EU mustn’t overlook north Africa’s women
(Brussels, 8 March 2011) A century ago today, a million-plus people marched in Europe’s streets on the first International Women’s Day, calling for an end to discrimination and for women to have the same rights as men to work, vote and shape their countries’ future. One hundred years on, as millions of protesters throughout the Middle East and north Africa demand change, Amnesty International has stressed the vast challenge women still face, and its belief that the European Union has a duty to help them.
“Women have suffered under these repressive governments alongside men. They’ve also had to cope with discriminatory laws and deeply entrenched gender inequality”, said Nicolas Beger, Director of Amnesty International’s European Institutions Office. “So it’s no wonder women have taken to the streets.”
Amnesty International has accused many governments, including those of European Union countries, of supporting women’s rights only when it is convenient. ”This is certainly the case in Egypt”, said Beger. He pointed to the danger of women being sidelined again. “Incredibly, they’re being denied a role in creating a new Egypt. Most recently, the new national committee formed to write the new Egyptian constitution was composed only of men. This is unacceptable. If the EU truly cared about women’s rights in Egypt, it would be championing women’s participation in every aspect of building new systems and institutions.”
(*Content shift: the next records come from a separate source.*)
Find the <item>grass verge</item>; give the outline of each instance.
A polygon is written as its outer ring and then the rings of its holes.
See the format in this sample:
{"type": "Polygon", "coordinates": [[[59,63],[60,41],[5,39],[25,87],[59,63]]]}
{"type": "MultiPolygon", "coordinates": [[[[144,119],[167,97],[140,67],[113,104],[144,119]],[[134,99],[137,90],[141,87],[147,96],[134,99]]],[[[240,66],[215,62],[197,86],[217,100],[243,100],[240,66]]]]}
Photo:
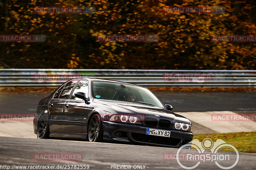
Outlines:
{"type": "MultiPolygon", "coordinates": [[[[256,131],[196,134],[193,139],[202,142],[205,138],[210,138],[213,142],[218,139],[222,139],[236,147],[239,152],[256,153],[256,131]]],[[[230,151],[225,148],[220,150],[230,151]]]]}

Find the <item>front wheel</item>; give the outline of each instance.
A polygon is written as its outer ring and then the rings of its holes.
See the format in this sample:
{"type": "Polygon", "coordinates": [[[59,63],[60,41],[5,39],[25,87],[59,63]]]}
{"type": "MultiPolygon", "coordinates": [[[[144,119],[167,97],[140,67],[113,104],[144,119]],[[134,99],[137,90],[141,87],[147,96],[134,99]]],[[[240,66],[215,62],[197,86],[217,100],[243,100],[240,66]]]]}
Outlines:
{"type": "Polygon", "coordinates": [[[37,125],[37,135],[38,139],[49,138],[50,130],[48,119],[45,114],[42,115],[39,117],[37,125]]]}
{"type": "Polygon", "coordinates": [[[87,138],[90,142],[102,142],[103,140],[103,127],[100,117],[97,114],[92,116],[89,123],[87,138]]]}

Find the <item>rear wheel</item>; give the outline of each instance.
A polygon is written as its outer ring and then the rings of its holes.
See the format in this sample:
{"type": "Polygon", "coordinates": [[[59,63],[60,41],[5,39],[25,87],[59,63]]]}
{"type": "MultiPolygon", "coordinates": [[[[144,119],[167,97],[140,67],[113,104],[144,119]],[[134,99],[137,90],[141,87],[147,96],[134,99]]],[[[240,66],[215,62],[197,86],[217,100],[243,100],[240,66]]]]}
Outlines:
{"type": "Polygon", "coordinates": [[[89,123],[87,138],[90,142],[101,142],[103,140],[103,127],[100,116],[94,115],[89,123]]]}
{"type": "Polygon", "coordinates": [[[38,139],[49,138],[49,124],[48,119],[45,114],[42,115],[38,119],[37,133],[38,139]]]}

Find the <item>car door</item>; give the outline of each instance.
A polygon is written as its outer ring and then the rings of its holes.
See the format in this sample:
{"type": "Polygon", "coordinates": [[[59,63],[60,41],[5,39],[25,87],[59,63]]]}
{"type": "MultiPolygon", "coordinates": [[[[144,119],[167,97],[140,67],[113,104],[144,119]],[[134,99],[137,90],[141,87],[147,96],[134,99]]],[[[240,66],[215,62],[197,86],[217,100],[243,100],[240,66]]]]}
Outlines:
{"type": "Polygon", "coordinates": [[[55,93],[49,103],[49,125],[53,132],[62,132],[63,111],[70,92],[77,81],[68,82],[55,93]]]}
{"type": "Polygon", "coordinates": [[[81,92],[88,96],[88,81],[80,80],[68,100],[64,109],[62,121],[62,131],[69,133],[83,133],[82,126],[84,119],[85,101],[76,97],[76,92],[81,92]]]}

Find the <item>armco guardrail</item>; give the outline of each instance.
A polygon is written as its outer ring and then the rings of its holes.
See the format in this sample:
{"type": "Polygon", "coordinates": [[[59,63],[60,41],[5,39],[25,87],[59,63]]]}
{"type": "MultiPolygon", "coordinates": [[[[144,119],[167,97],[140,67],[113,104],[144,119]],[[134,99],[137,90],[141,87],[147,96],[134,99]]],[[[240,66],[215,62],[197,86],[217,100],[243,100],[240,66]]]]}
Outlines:
{"type": "Polygon", "coordinates": [[[77,77],[147,87],[256,87],[256,70],[0,69],[0,88],[56,87],[77,77]]]}

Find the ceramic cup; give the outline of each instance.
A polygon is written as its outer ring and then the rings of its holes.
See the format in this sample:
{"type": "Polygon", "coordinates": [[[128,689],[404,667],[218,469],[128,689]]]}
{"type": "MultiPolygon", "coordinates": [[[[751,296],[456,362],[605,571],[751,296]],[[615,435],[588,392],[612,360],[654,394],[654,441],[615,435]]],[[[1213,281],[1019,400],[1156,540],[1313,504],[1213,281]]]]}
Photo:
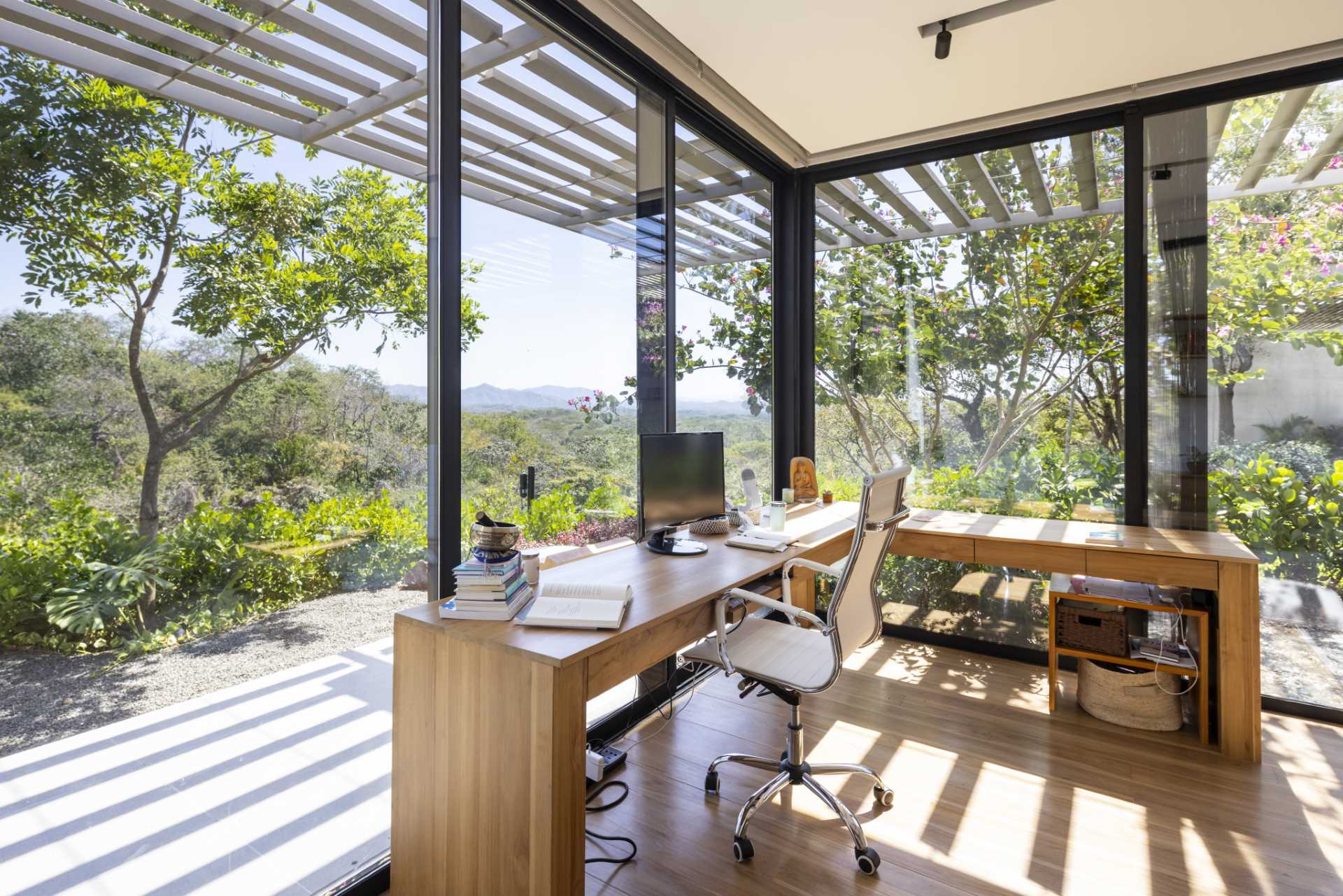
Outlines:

For the promise of change in north Africa and elsewhere in the world, to be fulfilled, Amnesty International has stressed the need for women of diverse backgrounds and political persuasions to be full players. Despite the changes over the last 100 years, many of the same problems remain. Discrimination still cuts deeply across societies, leaving a trail of inequality in its wake. The call for equality, fairness and respect was at the heart of the first International Women’s Day. A century on, it still is.